Danach kam ein Krimi mit dem Inspektor Columbo, der immer nur so tat, als ob er wer weiß wie schusselig wäre. Diesmal ermittelte er gegen einen von dem echten Countrysänger Johnny Cash gespielten Countrysänger, der sein Satansweib von Ehefrau und eine Ex-Geliebte kaltgemacht hatte, um wieder ein freier Mann zu sein, und als er von Columbo überführt worden war, sagte der zu ihm: »Ein Mann, der so singen kann wie Sie, kann kein ganz schlechter Mensch sein.«
Was Columbo wohl zu mir gesagt hätte, wenn ich ihm als Mörder ins Netz gegangen wäre? Ein Mann, der Alkohol so schlecht verträgt wie Sie, kann noch nicht ganz erwachsen sein?
Renate und Olaf juckelten nach dem Frühstück davon, zurück nach Bonn am Rhein, wo die Freiheit grenzenlos war, während unsereiner an den überfälligen Dankesschreiben für die Weihnachtsgeschenke herumdoktern mußte.
Den längsten Brief kriegte Michael Gerlach. Wenn sein Antwortbrief weniger auf die Waage bringe, würde ich den Ventilmops aktivieren, hatte ich geschrieben. Der wäre sicherlich sehr interessiert an der Adresse jedes unsportlichen Fahrradeigentümers vom Mallendarer Berg.
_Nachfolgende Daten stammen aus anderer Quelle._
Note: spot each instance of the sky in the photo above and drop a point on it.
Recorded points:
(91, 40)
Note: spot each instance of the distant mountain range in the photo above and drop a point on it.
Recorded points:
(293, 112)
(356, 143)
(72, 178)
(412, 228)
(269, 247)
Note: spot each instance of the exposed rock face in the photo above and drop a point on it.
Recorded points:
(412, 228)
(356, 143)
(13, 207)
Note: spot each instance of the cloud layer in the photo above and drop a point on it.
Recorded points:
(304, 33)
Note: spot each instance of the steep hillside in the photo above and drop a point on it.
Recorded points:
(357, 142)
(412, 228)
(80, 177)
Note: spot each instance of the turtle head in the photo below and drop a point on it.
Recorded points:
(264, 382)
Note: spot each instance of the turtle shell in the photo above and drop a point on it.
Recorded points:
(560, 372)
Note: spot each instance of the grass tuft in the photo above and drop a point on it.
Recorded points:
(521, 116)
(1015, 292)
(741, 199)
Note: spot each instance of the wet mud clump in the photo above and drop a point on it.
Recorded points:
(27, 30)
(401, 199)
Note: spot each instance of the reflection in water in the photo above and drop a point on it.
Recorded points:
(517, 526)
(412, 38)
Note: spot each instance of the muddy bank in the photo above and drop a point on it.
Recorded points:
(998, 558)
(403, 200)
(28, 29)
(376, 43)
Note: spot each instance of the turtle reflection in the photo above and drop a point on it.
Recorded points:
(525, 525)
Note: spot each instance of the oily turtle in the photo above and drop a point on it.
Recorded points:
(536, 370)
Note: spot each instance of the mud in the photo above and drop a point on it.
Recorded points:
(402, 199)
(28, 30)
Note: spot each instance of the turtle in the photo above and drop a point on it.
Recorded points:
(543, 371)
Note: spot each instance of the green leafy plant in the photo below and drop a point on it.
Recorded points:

Und weil ich eine Partie Briefschach spielen wollte, setzte ich meinen Eröffnungszug untendrunter: e2–e4. Wenn Michael in die damit aufgestellte Falle tappte, blühte ihm ein Schäfermatt im vierten Zug.
Abends rief Renate an: In Unna sei der Motor stehengeblieben, und sie hätten sich für dreihundert Mark abschleppen lassen müssen bis Bonn.
»Hoffentlich verschrotten sie die olle Rostlaube jetzt und stecken da nicht noch mehr Geld rein«, sagte Mama.
An Volkers Victoria war auch schon wieder was kaputt, und zwar der Schaltdrehgriff, für den es kein Ersatzteil gab. Die Industriebetriebe stellten lieber fabrikneue Mopeds her als die Ersatzteile für Trümmerhaufen aus der Adenauerzeit.
Im Zuge seiner Politik der Ämterhäufung war der Arbeitgeberverbandspräsident Schleyer jetzt auch noch Chef des Bundesverbandes der Deutschen Industrie geworden. BDA und BDI. Was der wohl so verdiente jährlich? Mehr als ’ne Million bestimmt, zum Lohn dafür, daß er die Arbeitnehmer am ausgestreckten Arm verhungern ließ.
Wie man in einem Spielfilm sehen konnte, waren polnische Kavalleristen im Zweiten Weltkrieg gegen deutsche Panzer angeritten. Mama ging raus, weil sie für Kriegsfilme nichts übrighatte, aber Papa blieb sitzen, bis zur letzten Szene, in der ein vereinsamter polnischer Reiter Kurs auf die Sowjetunion nahm.